Think about what acosd is supposed to do. Start with the cos function, or cosd, since you seem to prefer that version in degrees.
The cosine of any number is a periodic function. It generates a number between -1 and 1, so think about the standard cosine wave, oscillating forever from -1 to 1 and back again. Gets pretty boring, I know.
ezplot(@cosd,[-720,720])
grid on
Now, what does the acosd function do? For ANY number in the interval -1 to 1, it tells you the angle in degrees that corresponds to the given value. It is an inverse cosine function, usually called the arc-cosine, thus acos and acosd.
ezplot(@acosd,[-1,1])
grid on
Now you want to know what acosd(2.7702) is. As a real number.
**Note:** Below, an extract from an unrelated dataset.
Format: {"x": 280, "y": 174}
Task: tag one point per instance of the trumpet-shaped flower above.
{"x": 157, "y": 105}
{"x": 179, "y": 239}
There is NO real number such that when you take the cosine of it, you will get 2.7702. How much time did I just spend explaining that cos(x) NEVER generates greater than 1? So why would you hope that there is some number such that acosd(2.7702) would return a real number?
acosd(1)
ans =
0
acosd(1 + eps)
ans =
0 + 1.2074e-06i
So if we get acosd(1), we get 0, as expected. But increase the input by just a tiny amount, so it is greater than 1, and we suddenly start getting an imaginary part. The real part will always be zero when we do this.
In fact, all of the common trig functions have extensions into the complex plane, so the only solution that works is an imaginary number when the input is greater than 1.
D = acosd(2.7702)
D =
0 + 96.129i
cosd(D)
ans =
2.7702
for inputs less than -1, even by a tiny amount, we will get something like this:
acosd(-1 - eps)
ans =
180 - 1.2074e-06i
essentially a real part of 180 degrees, ALWAYS, but with ALWAYS some imaginary part.
As we see in all this, acosd worked perfectly. But there is no possible way to get it to give you a real number, without an imaginary part. That is just mathematics.